When introducing the dynamic version, the author lists three drawbacks for the static (original) version. One is the reliance on this transform of a Uniform vector over an hypercube. Another one is that the overall runtime is highly sensitive to the choice the prior. (If simulating from the prior rather than an importance function, as suggested in our paper.) A third one is the issue that nested sampling is impervious to the final goal, evidence approximation versus posterior simulation, i.e., uses a constant rate of prior integration. The dynamic version simply modifies the number of point simulated in each slice. According to the (relative) increase in evidence provided by the current slice, estimated through iterations.
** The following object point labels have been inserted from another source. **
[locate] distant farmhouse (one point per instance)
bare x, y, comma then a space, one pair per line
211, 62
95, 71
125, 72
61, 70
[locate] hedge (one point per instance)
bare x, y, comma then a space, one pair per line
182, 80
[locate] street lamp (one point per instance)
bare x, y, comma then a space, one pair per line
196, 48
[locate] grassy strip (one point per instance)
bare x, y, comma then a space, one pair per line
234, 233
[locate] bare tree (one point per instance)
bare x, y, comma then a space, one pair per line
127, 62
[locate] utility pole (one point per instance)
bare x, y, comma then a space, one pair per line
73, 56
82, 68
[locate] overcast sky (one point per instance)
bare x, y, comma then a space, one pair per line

This makes nested sampling a sort of inversted Wang-Landau since it sharpens the difference between slices. (The dynamic aspects for estimating the volumes of the slices and the stopping rule may hinder convergence in unclear ways, which is not discussed by the paper.) Among the many examples produced in the paper, a 200 dimension Normal target, which is an interesting object for posterior simulation in that most of the posterior mass rests on a ring away from the maximum of the likelihood. But does not seem to merit a mention in the discussion. Another example of heterogeneous regression favourably compares dynesty with MCMC in terms of ESS (but fails to include an HMC version).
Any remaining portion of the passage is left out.